The word ‘loan’ is a word that many farmers dread. I have met many small and large farmers over the years and nine times out of ten they’d prefer to do the work out of cashflow.

There is a lot to be said for doing work out of cashflow. There is the interest saving and the time saving without having to apply for the loan; however there are pitfalls.

Farming is hugely volatile and is changing all the time. Beef, sheep and dairy prices are constantly changing and it can be hard to budget for the next 12 months without even considering a new build that is to come out of cashflow.

Sometimes the job at hand is too large and will require a loan from a banking entity. For circumstances like this, it is important to know the necessary paperwork to apply for a loan and get to the drawdown stage as fast as possible.

What is required to apply for a loan?

For farmers registered as a sole trader, partnership, or limited company, this is where your farm income and the unpredictability of farming comes in to play.

A farming entity requires:

Two years’ worth of the most recently audited or trading accounts, certified by your accountant.

Most recent audited or trading accounts certified by your accountant.

  • Your two most recent revenue acknowledged Form 11s if applicable.
  • Six months’ worth of recent business current accounts.
  • Six months’ worth of recent business borrowing statements.
  • Confirmation that your tax is up to date from your accountant.
  • If renting, a copy of the lease agreement.
  • Breakdown of the costs included in the building project (including price quotes, if possible).
  • If the loan is secured, a land parcel that you propose to use as security.
  • ICBF reports for the past three years.
  • The bank will sometimes require five-year projected cashflows to see your vision for the farm in the future.

  • BREAD IT DOWN

    Clearly, there is a lot of paperwork involved in applying for a loan, however, it is not as daunting as it may seem. For the above paperwork, if you break down the location of each piece of information, then you will know who to contact and will have it as soon as possible.

    For example, audited accounts, Form 11s and confirmation that your tax is up to date all are accessible from your accountant. Six-month statements for current and loan accounts, a breakdown of costs and the ICBF reports are all pieces of information you can access yourself and don’t need a professional advisor for these. There are 10 bullet points in the above breakdown and you can access seven of the ten between yourself and your accountant.

    Who do I contact about the loan and how much can I borrow?

    Your best points of contact for a loan for your farm are your accountant and your bank relationship manager. Your accountant will know from your accounts, more often than not, whether you can afford to go ahead with the project.
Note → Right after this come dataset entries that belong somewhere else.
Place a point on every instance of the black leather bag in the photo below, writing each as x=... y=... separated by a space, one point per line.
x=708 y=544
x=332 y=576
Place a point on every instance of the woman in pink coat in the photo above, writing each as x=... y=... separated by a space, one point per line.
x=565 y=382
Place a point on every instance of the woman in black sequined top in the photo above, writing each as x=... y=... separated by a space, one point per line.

    Most farmers tend to be seen as asset rich and cash poor seen as asset rich and cash poor and if you are making a profit yearly of €80,000 but still have a bank balance of €4,000, it is hard to see how you could afford to take on extra loan repayments. Sometimes the answer is right in front of your eyes.
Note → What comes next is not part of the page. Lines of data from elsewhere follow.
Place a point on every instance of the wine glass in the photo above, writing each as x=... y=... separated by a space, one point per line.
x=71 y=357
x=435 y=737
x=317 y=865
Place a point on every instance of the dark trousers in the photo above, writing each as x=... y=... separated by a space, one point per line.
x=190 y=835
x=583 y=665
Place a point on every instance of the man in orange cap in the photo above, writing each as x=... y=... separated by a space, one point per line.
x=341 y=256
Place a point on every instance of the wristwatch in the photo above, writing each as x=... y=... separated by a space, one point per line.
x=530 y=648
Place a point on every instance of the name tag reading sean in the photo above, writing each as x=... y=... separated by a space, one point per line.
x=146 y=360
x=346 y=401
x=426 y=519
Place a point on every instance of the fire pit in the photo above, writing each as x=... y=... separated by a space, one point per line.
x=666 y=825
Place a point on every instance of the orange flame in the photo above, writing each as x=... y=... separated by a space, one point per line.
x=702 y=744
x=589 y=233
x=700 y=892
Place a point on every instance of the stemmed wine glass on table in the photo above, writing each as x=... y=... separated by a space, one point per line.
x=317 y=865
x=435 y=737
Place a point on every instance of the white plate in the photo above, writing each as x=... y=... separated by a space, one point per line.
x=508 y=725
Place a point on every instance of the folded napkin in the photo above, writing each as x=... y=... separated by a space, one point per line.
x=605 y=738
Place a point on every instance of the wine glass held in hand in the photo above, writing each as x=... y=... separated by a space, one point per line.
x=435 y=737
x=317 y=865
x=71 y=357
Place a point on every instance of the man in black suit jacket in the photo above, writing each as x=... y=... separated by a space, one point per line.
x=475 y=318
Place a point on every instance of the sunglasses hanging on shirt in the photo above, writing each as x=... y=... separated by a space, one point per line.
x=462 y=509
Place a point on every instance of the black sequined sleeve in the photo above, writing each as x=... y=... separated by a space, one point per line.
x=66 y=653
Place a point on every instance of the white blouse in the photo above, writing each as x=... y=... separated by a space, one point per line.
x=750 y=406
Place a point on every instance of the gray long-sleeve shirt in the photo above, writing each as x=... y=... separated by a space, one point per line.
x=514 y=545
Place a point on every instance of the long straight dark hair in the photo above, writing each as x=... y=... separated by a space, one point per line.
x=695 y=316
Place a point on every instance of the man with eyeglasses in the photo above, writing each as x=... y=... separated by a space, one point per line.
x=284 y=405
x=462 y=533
    However, let’s take for example a business with a profit of €80,000 each year.

    With average drawings over the past three years of €30,000 to cover day-to-day living expenses and with €10,000 worth of loan repayments, this reduces your free cashflow to €40,000.

    The lender will stress test the income to ensure if something happens or your personal farming enterprise takes a turn for the worse you can still repay your loan. In this example after stress testing, your free cash flow could further be reduced to approximately €25,000, which would reduce your repayment capacity further. The €25,000 is an approximate on the extra repayment capacity of your farm.

    A secured loan on a building can be given up to a maximum term of 15 years with a secured loan on land allowed to be given over 20 years. Let’s take the building loan for example and use our repayment capacity yearly of €25,000. It would allow us to borrow €270,000 over 15 years at an interest rate of 4.5%. In the 15 years you would repay a total of €371,786, for a total interest of €101,786.

    Other considerations

    It is important also to calculate the VAT and grant (if applicable) element of a build. The VAT and grant element can be drawn down using a bridging loan, which can be repaid on receipt of the grant and VAT back from the department and revenue. This will leave you needing a long-term loan only for what’s necessary and could allow you to borrow more or less depending on the amount your VAT and grants make-up of the overall build.

    Err on the side of caution

    Loans are something that should not be taken lightly. As can be seen above, there can be substantial interest payments on a loan over 15 years and this money could possibly be used elsewhere.

    It is important to ask yourself before taking on a project; is it necessary to do it now? Do I feel I can take on those payments regardless of it works on paper or not? Could it be pushed out a few years or done in stages to allow the farm to build some cash reserves and reduce the loan that is required to complete the project?

    It is also important to take into account personal circumstances. Will your drawings be rising, do you have events coming up over the next few years?

    Farmers often forget to look after themselves and will always put the animals first. Sometimes it may be important to take a step back, look at your own circumstances and put yourself first for once.